Esta ideia de todos quererem invadir a Turquia ficou muito marcada! O Primeiro-Ministro, político hábil a usar o medo em seu proveito, sob instrumentalizar esta ideia. Os partidários mais leais do AKP falam, não raras vezes, de como "Eles" (os Outros países) querem controlar, comandar, condicionar a Turquia. A mesma Turquia que resiste à ideia do Inglês como língua franca. Mas isso é outra história!

É aqui que se enquadram as proibições ao Twitter e ao Youtube. O Primeiro-Ministro tentou (e ao que parece conseguiu) instilar a ideia de que os media sociais, de per si, estavam a engendrar um ataque contra ele, ao serviço de agendas estrangeiras. As proibições foram um mal necessário, pelo bem da pátria. Salva-se a pátria de fantasmas que não existem, estrangula-se a democracia.

Incompetência! Da oposição, que se perdeu no jogo de palavras tensas com o Primeiro-Ministro e que quis simplesmente cavalgar na onda dos vários escândalos que tem surgido, no pós-Protestos de Gezi Park. Mas cavalgar na onda do ataque, a quem faz do medo pequeno-almoço, só podia dar asneira. Faltou verdadeiro debate político. As eleições foram tensas, mas porque se "fulanizou" muito e idealizou pouco.

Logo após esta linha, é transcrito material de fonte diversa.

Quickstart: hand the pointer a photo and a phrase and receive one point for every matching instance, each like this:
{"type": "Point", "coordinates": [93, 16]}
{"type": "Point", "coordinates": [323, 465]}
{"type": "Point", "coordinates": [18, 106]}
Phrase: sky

Incompetência! De quem não soube organizar as eleições, que muito ficaram a dever à democracia. Parcialismo mediático, cortes de luz (que o Comité Nacional de Eleições diz terem sido culpa de um gato... Um gato-ninja, com olho para cortes apenas nos locais onde decorriam contagens de votos sensíveis); pancadaria (mais de 70 feridos registados por todo o país) e dez mortos... Um quadro belíssimo, para um país que diz ser candidato (apesar de não ser bem esse o desejo!) à União Europeia.

E agora? Agora o ciclo ainda não fechou! Para já estão a fazer-se recontagens. Numa das cidades ganhas pelo AKP por um voto, a recontagem deu derrota por bem mais do que um voto. Em Ankara, onde a corrida se disputa taco a taco, a tensão reina e ontem os protestos foram regados com canhões de água. Felizmente (ironizo, claro!), o dia até estava quente...

Agora, o Primeiro-Ministro vai dar uma de Putin e em Junho deve apresentar-se como candidato à Presidência da República, nas primeiras eleições directas para a Presidência da República da Turquia... E (curiosamente) com o Presidente a ganhar alguns poderes que antes não tinha. O próximo Primeiro-Ministro não será esvaziado (ainda!) da sua capacidade executiva, mas ficará seguramente condicionado.

Entre eleições a Turquia terá que se decidir quanto à questão da Crimeia, com quem partilha o mar Negro; terá que decidir-se quanto ao que fazer na Síria; clarificar os apoios dados no Iraque; reconstruir as relações com o Egipto e ponderar, com seriedade, se quer mesmo entrar para a União, ou se uma parceria estratégica não servirá melhor os seus interesses.